Dr. Barrera: We start off with some validated questionnaires to try figure out what the patient symptoms are and we’re very academic in our practice in doing this. We’re running three different research studies currently on the LATERA implant. First, we look at these validated questionnaires. Second, we put a little tiny scope that looks and records a video of how the patient is breathing. I show the video to the patient, to show what is happening when they breathe in. I show them the level of obstruction they have from a deviated septum or from their sinuses, and show them what’s happening with the internal lining of your nose. Third, we put together an entire treatment plan. In the certain patients, they may need treatment for the lining of the nose, they may need treatment for a deviated septum, they may need treatment for collapsibility of their nose or they may just need one of those areas addressed.
What is the recovery time after you’ve had the LATERA versus full surgery?

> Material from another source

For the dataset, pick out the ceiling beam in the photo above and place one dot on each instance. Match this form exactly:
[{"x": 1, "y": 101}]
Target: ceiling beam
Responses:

Dr. Barrera: A patient that undergoes a LATERA implant preformed under local anesthesia, awake in the clinic, takes approximately twenty or thirty minutes. We can also do that in the operating room, my operating room is here at Texas Center for Facial Plastic and Laser Surgery. We have an operative suite here, so we can do it under anesthesia or under sedation. Really it is the patient’s preference and we discuss the advantages and disadvantages of all those options. But let’s say the patient decides to have the implant done in the clinic and that’s all they need, they can recover within a week. They can actually resume normal activity the next day. No splints, no packing, they can breathe better right away. They can go home just using normal medications like ibuprofen and Tylenol. It doesn’t really require narcotics or it doesn’t require a surgery at a hospital, something that can be done in clinical facility.
About the price of the procedure roughly?
Dr. Barrera: It is new technology and with every new technology the insurance qualifications are all dependent upon a patient’s plan.
I can imagine Breath Right I don’t know how much it is fifteen or twenty dollars a box and you’re going to go through in a year probably.
Dr. Barrera: That’s right, that’s true.
Any other thing you can think of to tell people out there about what they should look out for, who is a good candidate, any tips?
Dr. Barrera: If you’re frustrated because you can’t breathe through your nose, you can’t use your CPAP machine at night, your wife tells you you’re snoring, you feel that you’re congested in the allergy season, you feel blocked even after using saline spray, antihistamines or a nasal steroid, you can do a test yourself at home. You can use a Breath Right strip for three days and record how severe the symptoms were before the Breathe Right strip and how much improvement you received on a scale of one to ten. That will tell you whether or not you have collapsibility obstruction of the sidewall of your nose. If you use a medication, like a nasal steroid like fluticasone and you use it for a week, ideally a month, and you record symptom relief on a scale of one to ten. That tells us that there’s a problem with the lining of the nose or maybe allergy. These are just two simple tests you can do at home and if at the end of both of these you find that it’s—you have a collapsible nose or you have swelling of the lining of your nose or you just feel blocked you just can’t breathe regardless of whatever treatment you try. Then it’s time to come and visit an otolaryngologist who specializes in this area.